When Tanaka Yoshiki started the Arslan Senki novels (he’s still writing them, though the events of this episode were written more than two decades ago) the Taliban didn’t even exist as a named organization, much less one most of the developed world had heard of. So clearly he wasn’t basing their invasion of Pars on the Taliban takeover of Afghanistan, though the burning of every cultural treasure they could get their hands on (including many priceless Hindu and Buddhist relics dating back thousands of years) was part of parcel of both the real and fictional event. But the world didn’t begin in 1994, and history has a tendency to be cyclical.
The question of “civilization” and what it means to be civilized is very much at the heart of Arslan Senki, it seems to me. The way both Lusitania and Pars are depicted here is troubling, and it’s intended to be. I won’t deny that this was addressed more subtly in the novels than the manga (and the anime which is based on it), but I think that’s a function of medium more than anything. Arakawa-sensei simplified some of this conflict, made it more black and white, and added material at the beginning of the series to bring the question of cultural bias to the forefront in unmistakable terms. And with Etoile’s return to the narrative, we’re starting to see the story’s focus return to that theme.
The way in which these two cultures are presented is not even-handed by any means, though whether you should chalk that up to cultural chauvinism on the part of Arakawa and/or Tanaka is open to debate. There are limits to cultural relativism, to be certain – I would argue that the Allies and Axis should not be presented on equal moral terms, for example. But we’re talking about a slave slate in Pars here, and while they certainly don’t come off well, as the story has progressed Lusitania has increasingly been portrayed as the far more despicable power. At least we are seeing some disquiet in their own ranks over their treatment of civilians and the destruction of Pars’ culture, but it’s clearly a minority view. And the inherent hypocrisy of their belief system is certainly painted in a harsher light than that of the Pars belief system (though that hypocrisy isn’t ignored either).

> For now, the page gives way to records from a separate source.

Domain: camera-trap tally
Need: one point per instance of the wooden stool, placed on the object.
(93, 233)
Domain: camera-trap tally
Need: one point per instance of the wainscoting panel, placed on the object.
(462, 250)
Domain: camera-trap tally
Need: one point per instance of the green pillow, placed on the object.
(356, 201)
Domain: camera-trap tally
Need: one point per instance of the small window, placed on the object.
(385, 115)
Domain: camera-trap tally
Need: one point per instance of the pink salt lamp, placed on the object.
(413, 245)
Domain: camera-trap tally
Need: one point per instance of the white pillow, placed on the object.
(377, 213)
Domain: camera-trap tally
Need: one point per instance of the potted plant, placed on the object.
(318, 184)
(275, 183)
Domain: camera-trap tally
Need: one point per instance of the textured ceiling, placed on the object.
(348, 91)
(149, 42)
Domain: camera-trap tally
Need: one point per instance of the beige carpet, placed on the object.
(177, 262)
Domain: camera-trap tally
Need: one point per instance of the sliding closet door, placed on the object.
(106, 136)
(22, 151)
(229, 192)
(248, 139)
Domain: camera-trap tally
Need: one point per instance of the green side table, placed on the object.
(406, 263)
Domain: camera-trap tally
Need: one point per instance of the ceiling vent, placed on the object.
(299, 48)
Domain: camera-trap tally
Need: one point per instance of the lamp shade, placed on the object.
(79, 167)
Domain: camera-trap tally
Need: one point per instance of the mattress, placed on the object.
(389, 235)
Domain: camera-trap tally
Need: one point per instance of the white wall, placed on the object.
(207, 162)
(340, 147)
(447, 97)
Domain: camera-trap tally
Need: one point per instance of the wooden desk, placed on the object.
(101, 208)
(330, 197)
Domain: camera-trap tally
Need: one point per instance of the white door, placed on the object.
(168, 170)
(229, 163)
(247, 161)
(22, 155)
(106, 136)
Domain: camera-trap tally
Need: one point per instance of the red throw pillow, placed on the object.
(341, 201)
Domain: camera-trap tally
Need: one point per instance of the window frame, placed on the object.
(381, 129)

Against this backdrop we have a very arresting personal story playing out, and especially in Arslan’s case the two themes are never separated by more than a hair’s breadth. The narrative has splintered, with the kids (Arslan, Elam and Etoile) in one branch, Gieve and Falangies in another, and Daryun and Narsus having gone to Ectabana to check up on things for themselves. Interesting things are happening there – we finally get our first hard evidence of fantastical developments, a seeming wizard complete with crystal ball who claims credit for the fog that won the battle for Lusitania and informs Silver Mask of Kharlan’s death. He tells S.M. in no uncertain terms that he can only rely on magical support as long as “his people” see a benefit in it. Clearly, Hermes has pulled out a lot of stops – and likely created a great deal of debt, karmic and practical – in order to fulfill his mission of restitution against those who betrayed his family.
Meanwhile, Arslan is struggling with being relatively useless compared to his compatriots – quite a natural thing for a 14 year-old boy from a warrior tradition forced to rely on others to keep him alive. There can be no question, though, that facing down a Lusitanian squad armed with naught but a dirty hoe was less than smart, no matter that an atrocity was about to take place – but I do give him credit for being smart enough not to reveal his royal sword. It’s only Etoile’s timely arrival which prevents Arslan’s cause from suffering an ignominious end, which calls out the selfishness of his selfless act.
Whenever Arslan and Etoile get together the personal and philosophical sides of Arslan Senki collide head-on, and that’s certainly the case here. Etoile still doesn’t know Arslan is more than just another pampered noble, of course, and she (I’m assuming about that) does have something of a sense of personal honor – she remembers what Arslan did when they met, and truly seems put off by the shameful behavior of the army. But Etoile’s cultural myopia is very real – she seems to see no conflict whatsoever between the opposition to slavery and the principle that if a person isn’t a believer in Yaldaboath their life has no value. This is all part of Arslan’s continuing education it seems – growing evidence that belief systems in themselves are things never to be trusted implicitly.
Meanwhile, back at the adults’ table, we get maybe our best fight of the series so far as Hermes, Narsus and Daryun face off. And while Daryun does manage to knock that mask off, revealing a Zuko-like visage (rather, perhaps, Zuko has a Hermes-like visage) the invincible Daryun is forced to admit that if Narsus hadn’t arrived to help, he’d have been in trouble in single combat. The two are forced to retreat with incomplete intelligence and their work incomplete – not to mention the capital still in a terrible state. But they know enough to paint a picture – Innocentius (the degree of whose whose buffoonery seems out of place in the story) intends to marry Tahemanay (much to the disgust of his chief priest, who practically threatens his ruler’s life in public). One senses that things are beginning to fall apart within the Lusitanian ranks – their victory having been cobbled together among forces that have no loyalty to Lusitania or anyone but themselves.